Unity will hold a week-long series of events with more than 100 sessions at various locations, including its own multistory headquarters, which is just a block and a half from the Moscone Center, where GDC will be held in San Francisco. Downie said Unity will open its headquarters to developers, including those who can’t afford a $2,000 all-access GDC pass. Visitors will have to register, but they do not need a GDC pass to attend the events at most of Unity’s venues.
The idea is to get the staff at the headquarters — including hundreds who work on the company’s flagship game engine — to network, share knowledge, and engage with game developers who are the primary users of the tools.
As for not having a booth, Downie said, “It’s not an economical decision. This plan is costing lots of money. Our principle is to have a greater connection with more people. They will leave GDC with more knowledge of what we are doing.”

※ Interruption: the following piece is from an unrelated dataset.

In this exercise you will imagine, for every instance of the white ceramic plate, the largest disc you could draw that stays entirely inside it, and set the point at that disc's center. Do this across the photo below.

Downie said the company will participate in GDC as a big sponsor, through both regular and sponsored talks. It will also have a lounge inside the GDC where attendees with badges can go to relax and watch streamed talks. But Unity will also have a presence outside the GDC to get its message across.
It will hold a keynote speech hosted by Unity CEO John Riccitiello at The Village venue on March 19 at 630 p.m. Unity will emphasize how its tools are being used by industry artists to create some of the best-quality games in the industry, Downie said.
At the company’s headquarters, Unity will hold lots of sessions — big and small — on various aspects of game development. Many of those sessions will be hosted by Unity’s 500-person engineering team. It will host a mixer for Women in Gaming. Sign-ups for sessions will start on March 1.
Unity will also operate a lounge at the Hotel Zetta, a short walk from the GDC, where developers with or without badges can unwind with colleagues and Unity employees.
Downie said that some of Unity’s top evangelists will also hit the streets and show demos to developers as they traverse the area around the GDC. And Unity will hold a party for around 2,000 people at The Village, with a special announcement pending. Unity is also going to stream everything it is doing so that those who are not going to the GDC can also enjoy it. It’s all about “democratizing game development,” Downie said.
As for Unity’s headquarters, Downie said, “We’ll trick the building out, where you can see demos and talk with small groups.”